10:1-9. This chapter relates the beginning of Daniel's last vision, which is continued to the end of the book. The time would be long before all would be accomplished; and much of it is not yet fulfilled. Christ appeared to Daniel in a glorious form, and it should engage us to think highly and honourably of him. Let us admire his condescension for us and our salvation. There remained no strength in Daniel. The greatest and best of men cannot bear the full discoveries of the Divine glory; for no man can see it, and live; but glorified saints see Christ as he is, and can bear the sight. How dreadful soever Christ may appear to those under convictions of sin, there is enough in his word to quiet their spirits.Therefore I was left alone, and saw this great vision - That is, I distinctly saw it, or contemplated it. He perceived, doubtless, that it was a heavenly vision; and as he had often been favored with similar manifestations, he remained to receive the communication which probably he understood was to be made.

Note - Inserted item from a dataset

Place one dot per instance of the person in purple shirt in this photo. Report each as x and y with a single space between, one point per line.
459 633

And there remained no strength in me - He was completely overcome. A similar effect was produced on John when he was in Patmos: "And when I saw him I fell at his feet as dead," Revelation 1:17. That he should be overcome, and his strength taken away, was not an unnatural effect; and what occurred to Daniel and John may demonstrate that there may be such views of the Divine character and glory now as to prostrate our physical powers. It is certain that such visions as those which appeared to Daniel and John would have this effect; and, though we are not to expect that they will now be vouchsafed to men, no one can doubt that there may be such views of God, and heaven, and eternal realities presented to the eye of faith and hope; such joy in the evidence of pardoned sin; such a change from a sense of condemnation to the peace resulting from forgiveness, that the powers of the body may be prostrated, and sink from exhaustion. Indeed, it is not much of the revelation of the Divine character that in our present state we can bear.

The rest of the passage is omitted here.